Meat produced domestically in Japan is pretty expensive, and beef is usually the dearest of all. The label displays all sorts of information, such as the price per 100g (¥580), the weight (128 grammes) and the price of the packet (¥742). Also it states that this cow was raised in Hokkaido, that it’s a piece of steak-grade shoulder meat, and it should be refrigerated below 4 degrees Celsius. It was processed on 2 January 2011 and should be consumed by 5 January 2011. The date format is year — month — date, and the year 23 refers to 2011 being the 23rd year of the Heisei era, which basically is how long the current Emperor has been reigning (now each Emperor’s reign has a single era, but not before the Meiji period).

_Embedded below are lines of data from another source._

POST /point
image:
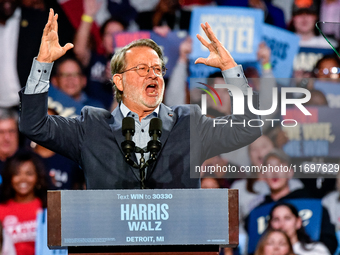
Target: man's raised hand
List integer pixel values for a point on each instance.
(50, 49)
(219, 56)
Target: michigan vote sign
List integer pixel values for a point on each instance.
(237, 28)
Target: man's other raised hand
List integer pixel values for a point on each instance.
(50, 49)
(219, 56)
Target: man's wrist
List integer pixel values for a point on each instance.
(86, 18)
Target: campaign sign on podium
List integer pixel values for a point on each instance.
(143, 217)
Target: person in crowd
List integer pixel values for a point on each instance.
(9, 135)
(280, 190)
(23, 195)
(274, 242)
(317, 98)
(209, 181)
(332, 203)
(328, 68)
(71, 80)
(6, 244)
(20, 32)
(285, 217)
(97, 64)
(329, 13)
(140, 87)
(303, 24)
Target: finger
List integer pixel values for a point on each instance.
(202, 40)
(68, 46)
(47, 27)
(55, 23)
(201, 61)
(205, 31)
(213, 37)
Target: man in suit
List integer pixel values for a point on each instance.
(94, 139)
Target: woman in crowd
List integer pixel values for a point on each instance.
(274, 242)
(23, 195)
(285, 217)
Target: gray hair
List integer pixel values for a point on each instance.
(118, 63)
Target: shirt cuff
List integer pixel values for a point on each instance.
(235, 76)
(39, 79)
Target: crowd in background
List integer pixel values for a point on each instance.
(27, 170)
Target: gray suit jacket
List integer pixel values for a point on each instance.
(94, 140)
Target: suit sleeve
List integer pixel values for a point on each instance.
(59, 134)
(222, 135)
(327, 235)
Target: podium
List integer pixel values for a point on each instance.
(131, 222)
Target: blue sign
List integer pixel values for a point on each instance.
(331, 90)
(310, 211)
(306, 59)
(237, 28)
(317, 135)
(284, 46)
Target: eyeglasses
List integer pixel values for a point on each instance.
(143, 70)
(327, 71)
(69, 75)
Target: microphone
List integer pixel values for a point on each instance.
(128, 130)
(155, 131)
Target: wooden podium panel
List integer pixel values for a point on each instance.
(58, 210)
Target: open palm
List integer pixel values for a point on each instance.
(219, 56)
(50, 49)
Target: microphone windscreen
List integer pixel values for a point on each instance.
(128, 125)
(155, 125)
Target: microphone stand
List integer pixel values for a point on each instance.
(153, 147)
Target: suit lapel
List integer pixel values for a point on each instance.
(169, 118)
(116, 127)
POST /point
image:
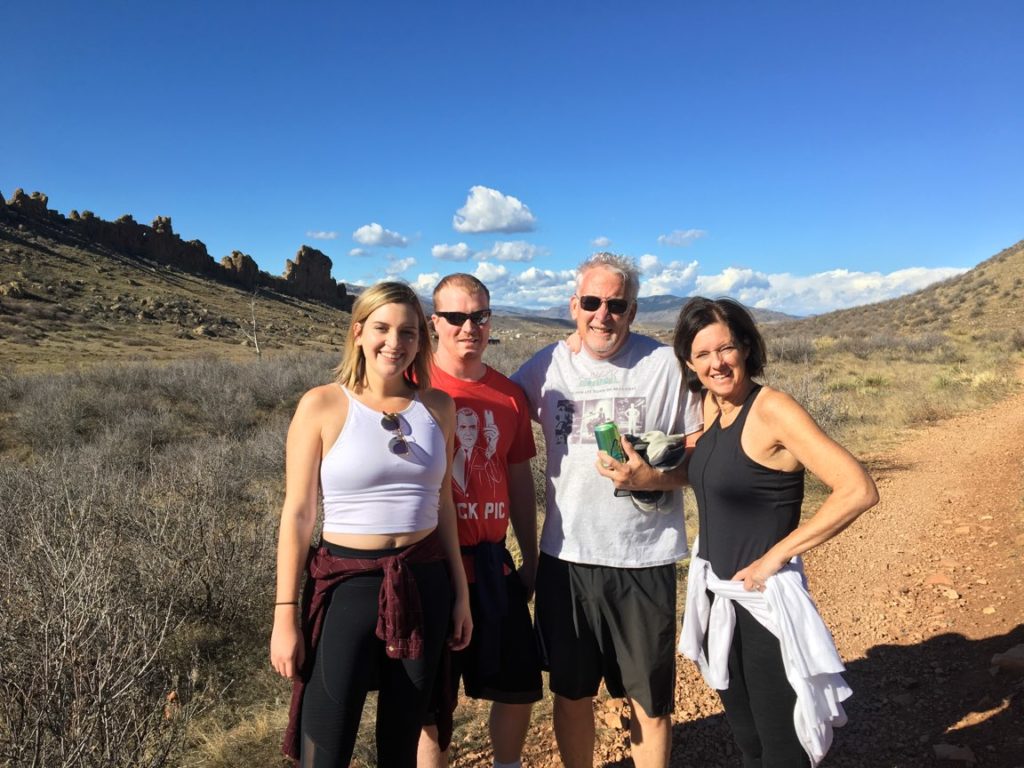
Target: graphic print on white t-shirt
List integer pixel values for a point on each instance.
(629, 414)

The 10-digit number (0248318776) can be typed into an online database which shows all you need to know about the cow you’re about to consume. This system of traceability of beef was introduced in the aftermath of the BSE (mad cow disease) scare. Looking up this number, I know that this was a cow (female) born on 1 September 2008 in Mr Sato’s farm. Its father was one of the beef cattle, and its mother a milch cow. It was sold to a company on 18 September 2008, and was raised in this company’s farm until 2 December 2010, the day on which the cow was sent to the abattoir. It was slaughtered and processed into meat on 3 December 2010. Interestingly, it’s when the cow was sent to the abattoir that is listed as the date of processing the meat. Anyway, I’m not entirely sure how access to this kind of information reassures consumers.